Portugal tem das piores leis do mundo ocidental. Acredito porque já li algumas e precisei de as usar. Mal concebidas do ponto de vista da exequibilidade, mal escritas na nossa língua materna, (in)voluntariamente incongruentes com o resto da legislação conexa, uma lástima.

Mas também tem das melhores leis do mundo, dizem muitos especialistas. O problema, como quase sempre em Portugal quanto temos algo bom, é que não lhe damos o devido uso. No caso de boas leis isso passa pela sua não regulamentação em prazos razoáveis, pela sua pura e simples não aplicação ou então pela sua aplicação de forma rotineira, sem qualquer fiscalização da eficácia.

Então, perante problemas levantados por uma dessas situações, o que fazem os decisores políticos?
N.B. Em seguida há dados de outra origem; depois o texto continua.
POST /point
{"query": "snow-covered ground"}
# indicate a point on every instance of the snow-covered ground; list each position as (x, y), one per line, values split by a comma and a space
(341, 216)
Em vez de forçarem a aplicação correcta da lei, alegam isto e aquilo e fazem uma nova lei ou remendam a anterior. E o ciclo reinicia-se, apenas com uma ou outra perturnbação de percurso. Herdámos este hábito de séculos de habilidade jurídica nascida, não da ciência e do estudo, mas da necessidade de, quando perdemos o poder de impor pelas armas uma decisão, utilizar artifícios legais para remediar situações complicadas. E isso agravou-se durante o regime liberal e boa parte do século XIX e umas décadas do início do século XX passaram-se nessa alegre girândola de leis e novas leis.

O Estatuto da Carreira Docente ainda em vigor não é uma das piores nem uma das melhores leis do mundo ou mesmo do país. É apenas uma lei que, sendo aplicada, foi desde o início aplicada de forma rotineira pelos agentes responsáveis e não devidamente monitorizada pelo Ministério. Ao longo de 8 anos funcionou em piloto automático, com quase todos os intervenientes a acomodarem-se à rotina que, no caso da avaliação do desempenho dos docentes, passou pela atribuição das menções de Satisfaz, havendo falta de coragem de muitos docentes em pedirem algo mais pelo seu trabalho (Bom, Muito Bom) ou das equipas de avaliação das escolas em penalizarem os desempenhos claramente insuficientes de diversos docentes.

E depois não nos esqueçamos da demissão do Ministério da Educação em monitorizar todo o processo, limitando-se a aprovar Acções de Formação – que agora há quem ache não serem de qualidade – e a acreditarem formadores que tantas vezes faziam uma ou duas acções de 25 ou 50 horas para pagarem umas férias caribenhas ou ajudarem a financiar a mudança de automóvel. Todos o sabemos. De quem é a responsabilidade última pelo sistema? Pois, pois…

Agora claro que aparecem a dizer que o sistema não funcionou. Mas, desculpem-me lá, o que é que não funcionou? A lei ou a sua aplicação?

Porque a lei já contempla uma avaliação baseada no mérito com 4 níveis de Não Satisfaz a Muito Bom.

No caso da atribuição da menção de Não Satisfaz bastaria existir uma de três situações: «o órgão de gestão do estabelecimento de educação concluir pela existência de um insuficiente apoio ou deficiente relacionamento do docente com os alunos», o mesmo órgão «concluir ser injustificada a não aceitação de cargos pedagógicos (…) ou pelo seu deficiente desempenho» ou o docente não concluir em devido tempo os módulos obrigatórios de formação contínua para transição de escalão (cf. artigo 44º do ECD em vigor).

Afirmar que bastava frequentar acções de formação de culinária para progredir é falso e, pior, é de profunda desonestidade intelectual, para não dizer mera calúnia sobre uma classe profissional por parte de quem deveria ter a missão de monitorizar a aplicação da lei.

Quanto à recompensa do mérito basta ir à subsecção II do ECD e ler o que lá está no artigo 50º sobre a atribuição da menção de Muito Bom, que poderia ser requerida pelo docente, a qual – tal como a de Bom – só poderia ser atribuída por uma comissão com elementos externos à escola em causa (artigo 46º, que exige a presença de um docente exterior à escola e uma outra individualidade de “reconhecido mérito”) e implica uma bonificação de 2 anos na carreira.

Portanto, a avaliação do mérito era possível e, curiosamente, o processo até deveria ser despoletado pelo próprio docente e implicava uma avaliação do seu desempenho com elementos “externos”, sendo só possível após 15 anos de serviço e nenhuma menção de Não Satisfaz. O que significa que tudo o que se apresenta nos dias que correm como novo, não passa da recuperação do que já existe com novas roupagens.

Agora temos uma nova proposta que se afirma ser o início de um verdadeiro processo de avaliação do mérito dos docentes. Mas estamos perante um exemplo de mera demagogia ou de um exercício de mistificação da opinião pública?